Black-crowned Night Heron
The Night Herons tend to be the most elusive of the bunch. While they are most active in the early morning or at night, they can occasionally be seen midday.

Cattle Egret
A large number of Cattle Egrets breed this time of year at the local wetlands. Great Blue Herons, Tricolored Herons, Yellow and Black-crowned Night Herons, Little Blue Herons, and Green Herons also breed in the same area. It's a busy place! A number of juvenile herons and egrets can be seen enjoying their new found independence this time of year.

Juvenile Night Heron
Little Blue Herons are interesting to see when they are mottling from their their immature white plumage to their dusky blue, adult plumage.

Little Blue Heron
Roseate Spoonbills are the most vibrant, and often the most coveted, waders found in Florida's water.

Roseate Spoonbill
In addition to their bright pink colors, they have a unique spoon-like bills that are used to strain small particles of food from the water.

The Wood Stork is an endangered wader that resides and breeds in Florida. The Wood Stork also has a unique way to feed as it waits with its mouth open and snaps it shut when it feels an unsuspecting  fish nearby.

Wood Stork
White and Glossy Ibises can be found in a wide variety of places throughout Florida. They can be seen at the wetlands, in your yard, even in drainage ditches on the side of the road.

Glossy Ibis
White Ibis
While at times just waiting around can be dull, here in Florida, wading around can be quite exciting!


  1. Great series, Tammy. I love the greenies although I don't see nearly as many of them as I do the others here in Tx.

  2. Wonderful post and photos. Fantastic captures of a great number of birds.

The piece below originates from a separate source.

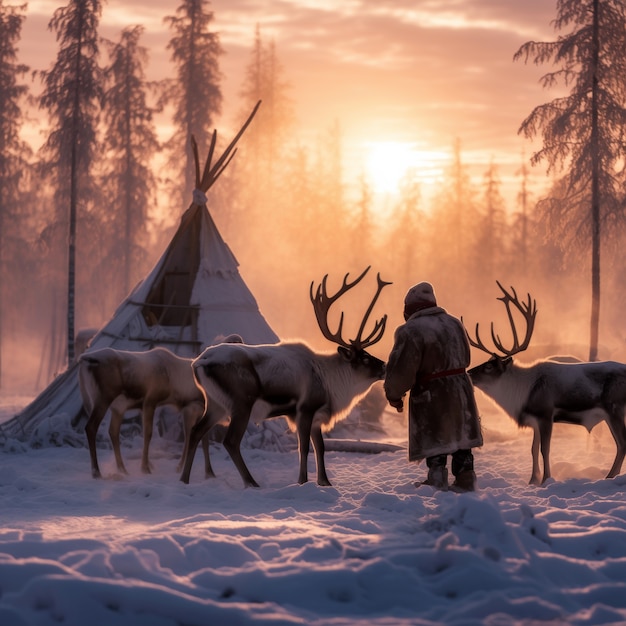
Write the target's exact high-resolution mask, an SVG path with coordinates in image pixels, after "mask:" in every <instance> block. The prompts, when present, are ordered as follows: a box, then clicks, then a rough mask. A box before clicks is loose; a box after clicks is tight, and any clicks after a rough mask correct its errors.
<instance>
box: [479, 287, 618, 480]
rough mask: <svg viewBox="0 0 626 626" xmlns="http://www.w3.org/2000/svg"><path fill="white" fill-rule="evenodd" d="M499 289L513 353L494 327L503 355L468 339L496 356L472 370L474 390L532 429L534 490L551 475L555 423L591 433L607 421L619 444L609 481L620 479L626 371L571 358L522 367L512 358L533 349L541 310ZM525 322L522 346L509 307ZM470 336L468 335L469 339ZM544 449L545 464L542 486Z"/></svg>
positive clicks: (544, 464) (506, 292)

  3. Tammy, this post made me long for a visit to Florida. Gorgeous captures of so many beautiful waders! All of the birds you photographed are seen in such pretty environments. Beautiful post! I need to make plane reservations now :)

  4. Great series of different herons.
    Greetings Irma

  5. Excellent post, Tammy!! Brought back lots of memories of past birding trips to FL!!

  6. Great post Tammy! Actualy made me homesick for Florida!

  7. Wow Tammy, brilliant stuff. Next summer I'll be near the West Florida coast. Long have I envied and desired to see these waders...

  8. What a stunning set of pictures - I'd be pleased to have taken any one of them! The spoonbill reflection is just great.

    Strange how we both posted pictures of "morph" birds.

    Cheers - Stewart M - Australia

  9. Excellent photos of some of my favorite birds. I am jealous. :-)

  10. Amazing photos! The Wood Stork looks pre-historic.